Time magazine ran an article
popularizing Byers’ and Lord’s findings. Titled “Paint Eaters,” the article
informs parents, “If your child is slow with building blocks, but quick on
tantrums, he may be a lead eater.” “One consequence of the plumbic passion in
children may be stupidity,” the article warns. This warning expanded the
public’s perception of the threat posed by lead exposure; lead didn’t simply kill;
it could also impair. Despite Time’s
warning, the public tended to regard lead poisoning as a problem restricted to
poor children and children who engaged in the purportedly deviant practice of
pica. Retrospective analyses of case studies of lead poisoning pointed to
deteriorating living conditions as the primary factor affecting exposure.

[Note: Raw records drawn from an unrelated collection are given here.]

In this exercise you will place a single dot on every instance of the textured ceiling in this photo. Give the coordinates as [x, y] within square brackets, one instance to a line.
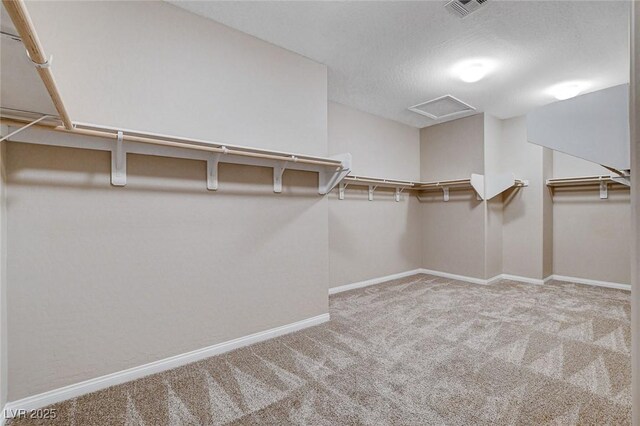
[384, 57]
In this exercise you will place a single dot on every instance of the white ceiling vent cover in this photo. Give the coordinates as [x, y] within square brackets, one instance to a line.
[462, 8]
[441, 107]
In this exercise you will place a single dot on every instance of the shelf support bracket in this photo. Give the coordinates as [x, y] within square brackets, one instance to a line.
[119, 162]
[341, 189]
[278, 171]
[328, 179]
[212, 172]
[604, 190]
[445, 191]
[398, 192]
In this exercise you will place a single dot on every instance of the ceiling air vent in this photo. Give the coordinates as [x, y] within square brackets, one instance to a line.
[462, 8]
[441, 107]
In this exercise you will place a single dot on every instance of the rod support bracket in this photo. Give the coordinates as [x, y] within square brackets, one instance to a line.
[119, 162]
[398, 192]
[604, 190]
[278, 171]
[371, 189]
[341, 189]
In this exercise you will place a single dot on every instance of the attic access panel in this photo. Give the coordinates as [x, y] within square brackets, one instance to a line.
[444, 106]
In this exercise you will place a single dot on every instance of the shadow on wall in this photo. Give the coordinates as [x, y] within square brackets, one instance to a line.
[513, 199]
[588, 195]
[455, 196]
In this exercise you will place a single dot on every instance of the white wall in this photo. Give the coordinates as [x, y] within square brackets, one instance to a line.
[453, 238]
[103, 278]
[370, 239]
[494, 208]
[591, 237]
[4, 381]
[152, 66]
[635, 209]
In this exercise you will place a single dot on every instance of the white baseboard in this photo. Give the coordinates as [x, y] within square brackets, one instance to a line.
[586, 281]
[535, 281]
[373, 281]
[472, 280]
[92, 385]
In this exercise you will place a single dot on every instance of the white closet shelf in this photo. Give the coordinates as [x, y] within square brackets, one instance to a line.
[475, 182]
[122, 141]
[435, 185]
[602, 181]
[584, 181]
[373, 183]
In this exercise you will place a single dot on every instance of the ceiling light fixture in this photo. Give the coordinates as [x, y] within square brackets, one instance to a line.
[474, 69]
[567, 90]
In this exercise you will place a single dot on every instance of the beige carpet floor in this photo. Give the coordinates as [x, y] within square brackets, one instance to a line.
[416, 351]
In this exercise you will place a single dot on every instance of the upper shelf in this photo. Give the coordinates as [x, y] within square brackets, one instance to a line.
[122, 142]
[603, 181]
[486, 187]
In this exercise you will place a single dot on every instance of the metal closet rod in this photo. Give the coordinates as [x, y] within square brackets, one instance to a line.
[366, 180]
[442, 183]
[18, 13]
[195, 144]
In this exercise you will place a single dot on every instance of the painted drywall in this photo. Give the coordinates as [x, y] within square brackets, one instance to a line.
[159, 68]
[634, 120]
[370, 239]
[591, 236]
[103, 278]
[3, 277]
[453, 232]
[494, 209]
[523, 221]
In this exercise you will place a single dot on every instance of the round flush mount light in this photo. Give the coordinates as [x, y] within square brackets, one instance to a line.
[473, 70]
[567, 90]
[472, 73]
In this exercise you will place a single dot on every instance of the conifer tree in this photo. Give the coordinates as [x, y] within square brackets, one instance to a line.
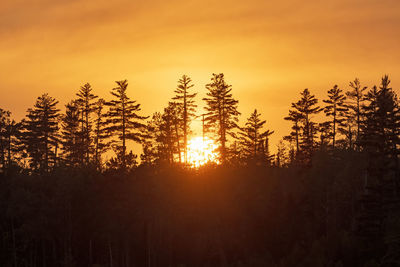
[252, 137]
[295, 117]
[357, 97]
[221, 111]
[171, 119]
[379, 139]
[40, 134]
[71, 135]
[186, 100]
[100, 134]
[9, 130]
[305, 108]
[4, 121]
[123, 121]
[336, 109]
[86, 102]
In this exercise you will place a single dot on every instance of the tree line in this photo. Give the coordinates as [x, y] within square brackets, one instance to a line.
[329, 196]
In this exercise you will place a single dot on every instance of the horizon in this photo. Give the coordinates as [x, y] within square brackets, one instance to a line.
[268, 52]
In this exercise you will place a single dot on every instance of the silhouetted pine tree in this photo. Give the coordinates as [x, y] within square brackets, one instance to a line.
[221, 111]
[379, 139]
[281, 155]
[296, 118]
[171, 118]
[186, 100]
[357, 97]
[305, 108]
[162, 142]
[9, 131]
[336, 109]
[86, 102]
[100, 133]
[40, 134]
[252, 137]
[325, 131]
[123, 121]
[71, 136]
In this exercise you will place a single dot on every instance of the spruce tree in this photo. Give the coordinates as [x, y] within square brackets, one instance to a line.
[9, 132]
[305, 108]
[186, 100]
[295, 117]
[100, 134]
[40, 134]
[123, 121]
[336, 108]
[253, 138]
[86, 101]
[71, 135]
[356, 97]
[221, 111]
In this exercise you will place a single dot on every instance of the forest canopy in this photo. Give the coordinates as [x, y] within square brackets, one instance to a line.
[328, 196]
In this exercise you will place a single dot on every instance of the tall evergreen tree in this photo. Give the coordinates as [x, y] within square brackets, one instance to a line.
[336, 108]
[295, 117]
[221, 111]
[71, 135]
[253, 138]
[4, 121]
[186, 100]
[86, 101]
[40, 134]
[379, 139]
[9, 131]
[357, 97]
[100, 134]
[123, 120]
[306, 107]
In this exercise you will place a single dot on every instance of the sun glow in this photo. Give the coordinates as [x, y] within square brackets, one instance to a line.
[201, 151]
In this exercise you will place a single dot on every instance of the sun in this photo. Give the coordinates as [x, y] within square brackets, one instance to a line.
[202, 151]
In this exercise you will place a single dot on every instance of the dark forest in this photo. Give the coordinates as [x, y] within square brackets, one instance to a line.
[327, 195]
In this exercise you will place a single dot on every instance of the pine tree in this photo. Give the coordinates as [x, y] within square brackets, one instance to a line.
[4, 121]
[379, 139]
[40, 134]
[186, 101]
[305, 108]
[86, 104]
[357, 97]
[221, 111]
[100, 134]
[71, 135]
[252, 137]
[336, 109]
[296, 118]
[123, 121]
[281, 155]
[9, 131]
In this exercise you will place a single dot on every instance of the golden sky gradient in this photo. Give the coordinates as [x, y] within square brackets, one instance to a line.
[269, 50]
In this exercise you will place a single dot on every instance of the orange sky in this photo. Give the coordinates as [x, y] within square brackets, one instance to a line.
[269, 50]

The
tendency for cases to be reported by place of poisoning rather than age after
1951 reinforced the idea that lead poisoning was a disease of poverty (Warren 16).
The idea that lead
poisoning was a disease of poverty shaped attitudes toward prevention. Public
sentiment did not generally support eliminating lead from paint nor did the
public support government-enforced clean-up of the dilapidated housing
implicated in lead exposure. Instead, the poor were regarded as indirectly
responsible for their poisoning through their careless housecleaning, negligent
parenting, and/or deviant children.
In the late 1940s,
Baltimore sent
public health nurses to poor city neighborhoods to educate mothers of young
children of the dangers of lead paint (Fee 586). Mothers were interpellated as
responsible for preventing lead poisoning by repainting their homes and by
carefully monitoring their children. These efforts to make mothers responsible
for ensuring their children’s health through home hygiene extended decades of
advice to mothers. For instance, in 1904 Adelaide Nutting of The John Hopkins
Hospital published an article, “The Home and its Relation to the Prevention of
Disease” arguing that proper home hygiene by mothers, including cleanliness
from dust, ventilation, and sunlight, prevents a wide array of diseases including
tuberculosis. Home hygiene, proper feeding of infants, and moral guidance
together constituted the crux of responsible motherhood from the late
nineteenth century onward through the mid twentieth century.
Public attitudes
about the inadequate and irresponsible mothering skills of poor and ethnic
mothers were reinforced by images of lead poisoned children in the popular
media. For example, a 1957 article in the Saturday
Evening Post titled, “Help for the Poisoned Child,” includes an
illustration of a poisoned African American boy being treated by a white
medical staff. The article’s text provides a stereotyped representation of
“paint victims”:
Most paint victims
are two- to three-year-olds and even younger crawlers a teething age. They
nibble paint from toys, from crib railing, window sills; from scabrous walls in
old tenements. The doctors call the paint eaters’ ailment ‘lead intoxication,
or ‘pica,’ a term defined as, ‘depraved or perverted appetite or craving for
unnatural foods, such as chalk, paint, clay. . . .’ (Berger 76-77)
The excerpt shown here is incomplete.